Wednesday, June 01, 2016

The Moment's Truth

Doe was padding silently through the forest, just as The Ranger had taught her. Her ears stretched out between the trees around her, seeking and searching for the dinner she was supposed to bring back. Her eyes travelled slowly over the foliage around her but she paid little attention to them. They were too easily fooled in the forest.

Too easily wooed, The Ranger had told her.

He was immune, of course. For he had burned his heart and it was black. The forest held no beauty for him, only treachery and death. And it was his job to make sure that the forest claimed no more victims than it had. Keep the trods clear. Shepherd the vicious things from the paths of Men. Rescue the fools that wandered from the path, and became lost.

It was this that Doe was learning from The Ranger. But she refused to learn his hate. She paused in her search for a moment, so that she could open her eyes. Really open, and see. See the forest for what it was.

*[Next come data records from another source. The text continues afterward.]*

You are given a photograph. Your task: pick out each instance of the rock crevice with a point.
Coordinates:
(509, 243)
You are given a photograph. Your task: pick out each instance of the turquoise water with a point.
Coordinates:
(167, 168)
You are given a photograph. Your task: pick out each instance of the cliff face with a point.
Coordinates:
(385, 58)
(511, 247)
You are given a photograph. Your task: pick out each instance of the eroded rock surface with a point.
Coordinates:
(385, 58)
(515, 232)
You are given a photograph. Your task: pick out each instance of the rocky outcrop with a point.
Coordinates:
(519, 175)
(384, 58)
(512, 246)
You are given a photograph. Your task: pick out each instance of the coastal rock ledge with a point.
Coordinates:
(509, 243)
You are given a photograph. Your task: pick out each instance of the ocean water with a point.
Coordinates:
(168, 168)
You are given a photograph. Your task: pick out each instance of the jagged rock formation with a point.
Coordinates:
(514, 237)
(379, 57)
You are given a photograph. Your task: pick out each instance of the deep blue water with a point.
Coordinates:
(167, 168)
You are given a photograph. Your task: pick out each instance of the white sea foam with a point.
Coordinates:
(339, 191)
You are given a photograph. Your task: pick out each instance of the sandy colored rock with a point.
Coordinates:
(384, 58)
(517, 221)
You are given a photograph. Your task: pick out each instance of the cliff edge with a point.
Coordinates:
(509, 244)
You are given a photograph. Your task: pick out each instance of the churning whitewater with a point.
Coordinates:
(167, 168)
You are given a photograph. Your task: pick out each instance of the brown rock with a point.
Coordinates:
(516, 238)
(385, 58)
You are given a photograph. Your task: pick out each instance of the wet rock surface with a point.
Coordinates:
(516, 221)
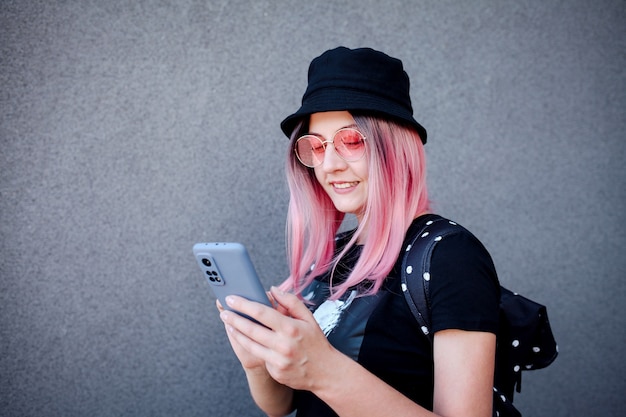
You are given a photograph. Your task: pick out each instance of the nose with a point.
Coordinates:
(332, 161)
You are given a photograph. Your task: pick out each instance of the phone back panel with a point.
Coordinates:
(228, 269)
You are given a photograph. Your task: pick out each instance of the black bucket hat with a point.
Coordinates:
(357, 79)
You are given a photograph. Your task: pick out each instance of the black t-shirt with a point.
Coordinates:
(380, 332)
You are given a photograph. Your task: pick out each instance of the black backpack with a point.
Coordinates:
(524, 338)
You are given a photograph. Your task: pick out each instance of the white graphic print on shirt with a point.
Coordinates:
(328, 314)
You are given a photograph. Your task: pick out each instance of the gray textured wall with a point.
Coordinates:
(131, 129)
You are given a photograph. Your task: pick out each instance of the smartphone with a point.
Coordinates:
(229, 271)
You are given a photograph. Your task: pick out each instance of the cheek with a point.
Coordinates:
(319, 174)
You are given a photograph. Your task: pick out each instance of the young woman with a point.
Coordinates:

The colours, the patterns. The life that was, that is, and that is budding to be. The ancient and the new, intertwined at her feet and for miles around. The ever continuing motion, the immemorial stillness. It was beautiful to her. The Ranger could no longer see like this, and she pitied him for it. He had cut himself off from the majesty of the forest so that he would not be consumed by it. But Doe would not be consumed. Doe would walk The Ranger's path, but she would not be bound by it. Doe would not become the hate that The Ranger wanted her to be. Doe would learn all that she could from The Ranger, and she would learn all she could from the forest. And then she would be ready. So she revelled, for a moment, in the beauty around her. The majesty was intoxicating.

But distracting, she admitted. She closed herself to the beauty, and forced her eyes to see only the truth. Her truth, this moment's truth.

The tracks.

Dinner had passed through here not long ago. Doe smirked to herself.

It would pass back this way before long, on her shoulders. Less than an hour out hunting, and she was almost ready to return with enough food for days.

Let him find a problem with that, she thought to herself as she slung her bow off her back and slid silently into the trees in pursuit of her prey.